NEON-CITY/CosySim and the NEXUS project
CONTROL — How CosySim Trains and Governs Itself
The Oracle dashboard surfaces scheduler health, auto-loop cycles, and per-task timeout/error counts in real time.
Most AI demos are read-only: a model answers, you move on. CosySim’s CONTROL plane is the opposite. Every conversation, tool call, routing decision, and code edit becomes a training signal. A scheduler daemon wakes up on a cron-like cadence, checks whether enough new signal has accumulated, fine-tunes small local models on it, benchmarks the result against the incumbent, and promotes the winner — all on your own GPU, with no human in the loop and no data leaving the machine.
This is the part of the project most worth borrowing. It’s a working, end-to-end example of a local self-improvement loop : a data flywheel, a fine-tune orchestrator, an evaluation gate, an autonomous cycle controller, and an agent governor — wired together through a single scheduler.

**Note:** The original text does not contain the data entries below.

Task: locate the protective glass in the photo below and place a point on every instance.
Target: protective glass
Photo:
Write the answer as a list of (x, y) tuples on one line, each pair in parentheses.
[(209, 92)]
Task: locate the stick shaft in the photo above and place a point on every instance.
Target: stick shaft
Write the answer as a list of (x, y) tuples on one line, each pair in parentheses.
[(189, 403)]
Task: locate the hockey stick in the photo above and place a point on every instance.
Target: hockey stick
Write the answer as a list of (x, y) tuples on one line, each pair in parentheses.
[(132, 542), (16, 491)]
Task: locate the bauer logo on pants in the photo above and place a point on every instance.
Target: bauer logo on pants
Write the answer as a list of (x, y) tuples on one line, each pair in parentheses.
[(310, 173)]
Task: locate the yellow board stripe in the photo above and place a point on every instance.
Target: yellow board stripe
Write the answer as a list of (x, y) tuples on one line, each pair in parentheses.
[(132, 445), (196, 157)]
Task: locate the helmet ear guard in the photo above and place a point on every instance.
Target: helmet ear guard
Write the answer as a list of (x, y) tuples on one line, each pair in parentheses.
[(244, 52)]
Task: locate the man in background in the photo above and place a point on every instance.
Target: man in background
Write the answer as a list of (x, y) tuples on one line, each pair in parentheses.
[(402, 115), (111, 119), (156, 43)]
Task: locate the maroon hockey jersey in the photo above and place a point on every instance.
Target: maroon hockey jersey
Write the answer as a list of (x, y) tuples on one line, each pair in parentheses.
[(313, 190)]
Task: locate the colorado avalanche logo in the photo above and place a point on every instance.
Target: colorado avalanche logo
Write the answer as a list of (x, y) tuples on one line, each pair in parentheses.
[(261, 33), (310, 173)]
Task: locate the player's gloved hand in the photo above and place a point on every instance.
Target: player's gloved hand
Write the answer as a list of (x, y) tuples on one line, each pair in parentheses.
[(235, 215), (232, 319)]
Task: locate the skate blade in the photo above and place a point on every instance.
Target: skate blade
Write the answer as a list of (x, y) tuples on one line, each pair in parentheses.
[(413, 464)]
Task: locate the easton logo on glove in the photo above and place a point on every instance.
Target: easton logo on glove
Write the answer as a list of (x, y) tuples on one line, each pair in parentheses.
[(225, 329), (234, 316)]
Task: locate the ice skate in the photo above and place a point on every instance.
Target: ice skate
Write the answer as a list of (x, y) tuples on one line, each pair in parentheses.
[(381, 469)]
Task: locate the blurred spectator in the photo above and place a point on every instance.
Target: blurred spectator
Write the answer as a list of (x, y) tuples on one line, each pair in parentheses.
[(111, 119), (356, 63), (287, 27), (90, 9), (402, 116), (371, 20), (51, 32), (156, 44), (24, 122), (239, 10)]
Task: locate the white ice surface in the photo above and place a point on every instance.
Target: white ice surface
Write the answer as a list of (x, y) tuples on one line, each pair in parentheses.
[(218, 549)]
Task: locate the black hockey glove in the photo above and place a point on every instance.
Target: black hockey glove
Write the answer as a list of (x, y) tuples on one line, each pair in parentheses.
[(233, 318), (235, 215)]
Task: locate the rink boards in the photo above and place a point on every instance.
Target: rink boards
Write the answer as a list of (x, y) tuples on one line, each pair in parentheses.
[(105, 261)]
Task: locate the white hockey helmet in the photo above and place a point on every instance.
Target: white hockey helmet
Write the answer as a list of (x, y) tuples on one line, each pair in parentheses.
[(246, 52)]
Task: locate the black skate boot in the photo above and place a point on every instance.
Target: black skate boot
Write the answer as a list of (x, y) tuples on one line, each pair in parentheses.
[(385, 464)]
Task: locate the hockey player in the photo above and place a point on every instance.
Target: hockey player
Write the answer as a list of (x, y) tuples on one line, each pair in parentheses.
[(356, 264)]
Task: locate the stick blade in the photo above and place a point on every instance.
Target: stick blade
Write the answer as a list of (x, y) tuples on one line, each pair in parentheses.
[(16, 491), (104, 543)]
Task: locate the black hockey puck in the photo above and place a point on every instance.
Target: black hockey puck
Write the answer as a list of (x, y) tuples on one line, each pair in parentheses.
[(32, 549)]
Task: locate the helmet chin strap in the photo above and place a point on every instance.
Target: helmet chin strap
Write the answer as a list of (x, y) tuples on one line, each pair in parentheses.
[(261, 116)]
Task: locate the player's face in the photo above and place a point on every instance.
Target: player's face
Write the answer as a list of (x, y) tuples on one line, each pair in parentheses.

The flywheel in one sentence: more interactions → richer datasets → better local models → better runtime behaviour → more interactions. See docs/TRAINING.md for the full pipeline walkthrough.
The five moving parts
| Layer | Module | Role |
|---|---|---|
| Flywheel | training/data_collector.py, engine/nexus/training_flywheel.py |
Capture every runtime event as a typed training example |
| Zoo | training/model_zoo.py |
Single source of truth: 16 ModelSpec entries, each with its own dataset key, train threshold, and base model |
| Trainer | training/finetune_orchestrator.py, training/auto_train.py |
QLoRA / Unsloth fine-tune jobs with queue, progress, checkpoint, auto-merge |
| Gate | training/evaluation_gate.py, training/model_registry.py |
Benchmark before/after; promote only if quality holds or improves |
| Controller | engine/nexus/auto_loop.py, engine/nexus/scheduler_daemon.py |
Closed-loop orchestration on a schedule; the AgentGovernor caps live agents |
1. The DataCollector flywheel — learning from your own interactions
DataCollector (training/data_collector.py) is a thread-safe, non-blocking JSONL appender that runtime components call as they work. It writes per-type live files to training/datasets/collected/{model_type}_live.jsonl. Every typed signal has a dedicated capture method:
collector.collect_tool_call(user_input, tool_name, params, success=True) # → tool_dispatch
collector.collect_grammar_error(bad_text, fixed_text, error_type="json") # → grammar_scanner
collector.collect_output_rating(output, rating=4, source="feed") # → output_evaluator
collector.collect_conversation(system_prompt, history, response, rating) # → conversational
collector.collect_code(prompt, code, language="python") # → coder
collector.collect_agent_decision(...) / collect_agent_outcome(...) # self-improvement loop
Failures here never crash the caller — each method is wrapped and logged through the Oracle, so the act of collecting training data can’t break the act of serving the user.
In parallel, TrainingFlywheel (engine/nexus/training_flywheel.py) harvests higher-level signal from the knowledge system — collect_from_qa, collect_from_nlm, collect_from_routing, collect_preference — into a SQLite-backed store with content-hash dedup, then exports in Alpaca, ShareGPT, or DPO formats (export_jsonl, export_sharegpt, export_dpo). The training-sync scheduler task drains Nexus Q&A into this store daily and auto-exports once 50+ unexported, quality-filtered examples accumulate.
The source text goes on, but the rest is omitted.